2 Brackets with ellipses represent gaps in the original manuscript. Unlike most other ancient manuscripts that had holes due to normal deterioration of the papyrus, holes in ancient Syteremic manuscripts were often made by a frustrated writer.
3 The “Lord” in the Secret Gospel of Keith is never identified as Jesus, and this has proven to be a major center of debate, especially among German scholars. For the affirmative identification of “the Lord” with Jesus, see Reinhardt Vardt, “Doch, der Herr des Keith ist der Herr” Gelos Hagios 3.1 (2004): 4–5. For arguments that distinguish “the Lord” from Jesus, see, Friewie Nichtig, “Herrlich, aber kein Herr: Jesus und der Herr des Keith (Eine Antwort auf Vardt),” Gelos Hagios 3.2 (2004): 29–31. For a mediating position, see Karl-Heinz Unsicher, “Es ist mir egal: Nocheinmal der ‘Herr des Keith’,” Gelos Hagios 3.3 (2004): 97–98.

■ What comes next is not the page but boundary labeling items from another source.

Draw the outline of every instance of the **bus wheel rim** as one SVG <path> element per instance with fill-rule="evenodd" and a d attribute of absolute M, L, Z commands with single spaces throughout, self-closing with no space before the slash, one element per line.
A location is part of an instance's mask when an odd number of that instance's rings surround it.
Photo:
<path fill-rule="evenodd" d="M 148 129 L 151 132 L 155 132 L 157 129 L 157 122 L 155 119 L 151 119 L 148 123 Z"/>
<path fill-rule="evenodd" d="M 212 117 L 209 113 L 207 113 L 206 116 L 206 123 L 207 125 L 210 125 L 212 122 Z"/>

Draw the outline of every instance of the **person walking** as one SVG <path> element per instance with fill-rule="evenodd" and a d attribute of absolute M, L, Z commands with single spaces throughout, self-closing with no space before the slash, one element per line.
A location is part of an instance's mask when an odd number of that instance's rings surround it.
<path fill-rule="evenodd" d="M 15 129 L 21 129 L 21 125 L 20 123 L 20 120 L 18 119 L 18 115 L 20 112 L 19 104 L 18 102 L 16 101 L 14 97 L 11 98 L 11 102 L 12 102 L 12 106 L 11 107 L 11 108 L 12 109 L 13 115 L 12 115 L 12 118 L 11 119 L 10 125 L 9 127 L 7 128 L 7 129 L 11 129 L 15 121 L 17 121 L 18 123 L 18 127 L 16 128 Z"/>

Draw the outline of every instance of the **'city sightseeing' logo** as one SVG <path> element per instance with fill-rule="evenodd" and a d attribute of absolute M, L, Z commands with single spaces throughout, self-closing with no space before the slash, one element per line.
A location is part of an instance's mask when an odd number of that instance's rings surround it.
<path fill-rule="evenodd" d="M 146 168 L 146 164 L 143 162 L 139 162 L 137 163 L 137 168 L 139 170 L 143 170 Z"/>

4 The Syteremic word “dove” may also be translated “cauliflower.”
5 This line of the manuscript had been erased and rewritten so many times that it proved impossible to reconstruct the text with any degree of reliability. However, a conjectural reconstruction of the text has been offered by Helmut-Barth Krapsaan as follows: “Thi[s] space [has] been [in]tentionally left [b]lank” (“The Thirteenth Line of the Secret Gospel of Keith,” in Unlucky Thirteen from Judas to Jamestown [Grand Rapids, Minn.: J. Garland Press, 2005], 13).
6 This, of course, has been the most controversial section of the Secret Gospel of Keith, as some have alleged that it suggests a previous romantic history between the Lord and Gail, sister of Keith (see Donald Braun, “Holy Broad, Holy Gail, or, ‘He Loves Me, He Loves Me Not’: The Mysterious Romance in the Secret Gospel of Keith,” Journal of Syteremic Literature 3.2 : 3–12).